Farmers in Kashmir are deliberately leaving their apples to rot, undermining the restive territory’s most lucrative export as bitterness toward the Indian government grows.

New Delhi has deployed tens of thousands of extra troops since early August, when it scrapped the region’s decades-old semi-autonomous status, and brought in a communications blockade that cut off Kashmiris from the outside world.

Political leaders and thousands of civilians have been arrested, with allegations of torture and abuse levelled at authorities — which deny them — and protests have since raged.

Either in anger or at the urging of local militants, farmers have joined in the rebuke of India’s actions by deliberately sabotaging a crop vital to the local economy.

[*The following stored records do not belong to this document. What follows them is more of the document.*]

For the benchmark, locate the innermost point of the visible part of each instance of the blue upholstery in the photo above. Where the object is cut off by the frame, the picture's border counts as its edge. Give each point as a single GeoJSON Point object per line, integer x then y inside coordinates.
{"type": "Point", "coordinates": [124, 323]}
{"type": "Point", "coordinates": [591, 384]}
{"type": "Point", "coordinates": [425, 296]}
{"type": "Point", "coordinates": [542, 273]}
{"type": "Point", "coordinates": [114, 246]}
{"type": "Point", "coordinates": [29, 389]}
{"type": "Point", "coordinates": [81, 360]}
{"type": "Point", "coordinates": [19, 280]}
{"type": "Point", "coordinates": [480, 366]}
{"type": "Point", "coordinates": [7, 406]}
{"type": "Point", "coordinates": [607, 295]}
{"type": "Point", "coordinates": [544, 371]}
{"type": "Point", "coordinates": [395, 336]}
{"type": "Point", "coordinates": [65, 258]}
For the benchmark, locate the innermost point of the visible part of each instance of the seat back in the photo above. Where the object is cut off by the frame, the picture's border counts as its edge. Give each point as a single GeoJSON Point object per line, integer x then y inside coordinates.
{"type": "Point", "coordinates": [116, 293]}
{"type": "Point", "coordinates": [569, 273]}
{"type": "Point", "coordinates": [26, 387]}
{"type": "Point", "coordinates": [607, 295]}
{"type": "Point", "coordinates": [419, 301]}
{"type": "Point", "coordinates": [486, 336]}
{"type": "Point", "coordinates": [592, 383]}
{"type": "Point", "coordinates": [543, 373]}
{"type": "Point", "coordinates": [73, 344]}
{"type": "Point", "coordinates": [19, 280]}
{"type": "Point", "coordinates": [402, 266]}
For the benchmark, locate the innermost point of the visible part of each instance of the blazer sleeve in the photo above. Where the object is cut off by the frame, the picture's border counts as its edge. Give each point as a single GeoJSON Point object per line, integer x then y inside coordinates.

The fertile Himalayan region usually sells hundreds of millions of dollars worth of apples each year, and more than half of Kashmiris are engaged directly or indirectly in cultivation.

At one orchard in central Shopian district, Ghulam Nabi Malik and his brother usually sell 7,000 boxes of apples a year for markets and kitchen tables across India, earning them some seven million rupees (nearly $100,000).

Their land is now idle, with branches sagging under the weight of unpicked fruit.

“Let it rot on the trees,” Malik said.

Amid the latest unrest, Malik told AFP that harvesting would allow the Indian government “to tell the world that everything is fine in Kashmir.”

And everything, he says, is far from fine.

Militants have circulated letters and stuck posters outside mosques, appealing to orchard owners not to harvest and instead join the “resistance.”

“Apple growers and students are ready to sacrifice this year and not betray the blood of martyrs,” reads one such notice, nailed to a wooden post and signed by a local rebel commander.

Many farmers say they are willing participants in the campaign, although there have been threats and one orchard owner — a local bigwig close to Prime Minister Narendra Modi’s party — was attacked.

In one village, a former police officer who deserted to join a rebel group set fire to empty boxes his own family had bought for packing fruit. Militants have also put pressure on fuel stations, forcing off the roads many trucks needed to transport the fruit.

But locals insisted to AFP that the insurgents were not the reason for abandoning what they say is a bumper crop this year.

“To leave the ripe apples rotting on the trees is the only form of protest we can do under the current circumstances,” Malik said.

People say they are more frightened of Indian security forces, who often haul away young men from villages at night.